……………………………………
苍云主殿三清大殿。
听到了这消息的道空,并没有多大的表情。在他想来,这孽障是死是活,都不是要紧的,此时他无依无靠,也翻不起什么大浪。
月无缺、于全、李旭阳三人跪在大殿上,等待责罚。
道空一摆手:“罢了!这件事情到此为止吧!”
“掌门,可是此子不除,终归是我‘苍云’一患啊!”月无缺说道。
道空闭上眼,吐了吐胸中的浊气,道:“我说了!此事到此为止,我等十年前早已剿灭霸天宗,而近日,你三人又清除了余党李三思、凌燕,那孽子未成气候,此时想要再寻已无可能,留待日后吧!”
月无缺还想说什么,但是心念一转,觉得掌教至尊说的不无道理,于是便退下了。
空荡荡的三清大殿,此时,只剩下道空一人。
………………………………………
两年后。风镇。
“卖鱼嘞,卖鱼嘞!”“包子,新鲜多汁薄皮厚陷的肉包卖嘞!”
……
风镇市集上日日如此热闹,叫卖声不绝于耳。市集上人流不绝,车水马龙般来回穿梭。
“妈的,那臭小子跑去哪了?偷了东西撒丫子的功夫倒是挺快的,让老子一顿好找。等我找着了,看我不卸他一条腿。”一个粗壮大汉气愤的吼道。
“老大,量他那十几岁小娃子也不敢跟老大您作对。不过这小痞子倔得很啊,听说上次去酒楼偷了两壶酒被逮着了,被狠打了一顿,一声没吭过。”一个外形瘦弱矮小,走路一瘸一拐的马仔说道。

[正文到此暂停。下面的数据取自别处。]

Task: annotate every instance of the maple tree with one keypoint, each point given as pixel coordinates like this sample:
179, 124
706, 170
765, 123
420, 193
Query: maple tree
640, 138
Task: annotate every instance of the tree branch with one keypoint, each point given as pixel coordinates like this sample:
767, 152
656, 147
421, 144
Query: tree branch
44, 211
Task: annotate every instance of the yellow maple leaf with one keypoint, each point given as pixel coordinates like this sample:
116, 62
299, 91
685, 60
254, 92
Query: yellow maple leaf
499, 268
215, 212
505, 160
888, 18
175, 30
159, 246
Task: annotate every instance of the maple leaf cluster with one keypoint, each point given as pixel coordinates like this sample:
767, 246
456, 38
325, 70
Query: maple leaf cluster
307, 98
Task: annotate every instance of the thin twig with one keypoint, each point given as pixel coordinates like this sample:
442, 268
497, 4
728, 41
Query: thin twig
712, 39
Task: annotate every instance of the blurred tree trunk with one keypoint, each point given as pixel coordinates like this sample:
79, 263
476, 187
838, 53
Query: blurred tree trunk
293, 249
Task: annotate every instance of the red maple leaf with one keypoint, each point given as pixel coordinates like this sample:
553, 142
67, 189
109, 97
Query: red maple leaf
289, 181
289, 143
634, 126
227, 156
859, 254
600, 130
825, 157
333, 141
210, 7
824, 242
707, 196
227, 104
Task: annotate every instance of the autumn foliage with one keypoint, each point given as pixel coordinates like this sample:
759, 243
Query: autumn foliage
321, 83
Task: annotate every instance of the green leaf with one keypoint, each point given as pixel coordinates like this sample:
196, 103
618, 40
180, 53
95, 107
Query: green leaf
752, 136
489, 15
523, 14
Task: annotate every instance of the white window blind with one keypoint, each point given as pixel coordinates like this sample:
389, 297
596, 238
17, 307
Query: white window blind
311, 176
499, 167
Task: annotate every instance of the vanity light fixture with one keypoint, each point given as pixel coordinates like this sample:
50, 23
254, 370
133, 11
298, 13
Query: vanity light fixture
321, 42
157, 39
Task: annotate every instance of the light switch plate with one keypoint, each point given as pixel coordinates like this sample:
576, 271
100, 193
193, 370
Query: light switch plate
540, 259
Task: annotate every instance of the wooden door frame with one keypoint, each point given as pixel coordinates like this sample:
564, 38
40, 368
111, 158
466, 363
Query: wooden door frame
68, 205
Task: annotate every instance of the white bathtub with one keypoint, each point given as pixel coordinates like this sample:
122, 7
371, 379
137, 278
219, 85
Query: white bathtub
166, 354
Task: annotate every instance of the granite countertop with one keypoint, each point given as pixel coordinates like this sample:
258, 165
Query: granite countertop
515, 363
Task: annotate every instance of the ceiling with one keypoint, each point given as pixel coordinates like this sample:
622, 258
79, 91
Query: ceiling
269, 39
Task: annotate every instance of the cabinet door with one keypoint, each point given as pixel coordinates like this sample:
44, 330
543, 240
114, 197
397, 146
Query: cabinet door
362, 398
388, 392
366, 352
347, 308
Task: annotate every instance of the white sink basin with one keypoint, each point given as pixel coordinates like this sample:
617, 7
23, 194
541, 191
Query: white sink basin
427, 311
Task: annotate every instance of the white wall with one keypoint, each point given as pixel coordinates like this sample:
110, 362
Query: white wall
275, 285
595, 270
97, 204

粗壮汉子手叉着腰,向前望着,眼神似乎搜寻着什么。“这些难道我不懂还要你个废物告诉我?我可告诉你,那小子脖子上的坠子可值钱着呢!几次都让他给溜了,这次再让他溜我他妈就不姓董!”汉子气愤地说。
“那个……老大……”
“有什么屁赶快放!别让老子分心,这小子天天闯市集,是时候来了。”
跛子欲言又止,但最终还是说了出来:“老大……刚刚那番话……您已经说过三遍了……”
一听完,汉子眼球肿得鸡蛋大,络腮胡根根绷起,犹如半只海胆一般。“这还轮不到你小子说,老子爱咋地咋地,是你个瘸子能够管的?今天我话放在前头!”他用手抓着跛子胸前的衣服,说:“今儿个要是还没抓着那臭小子,老子就废你另外一条腿!”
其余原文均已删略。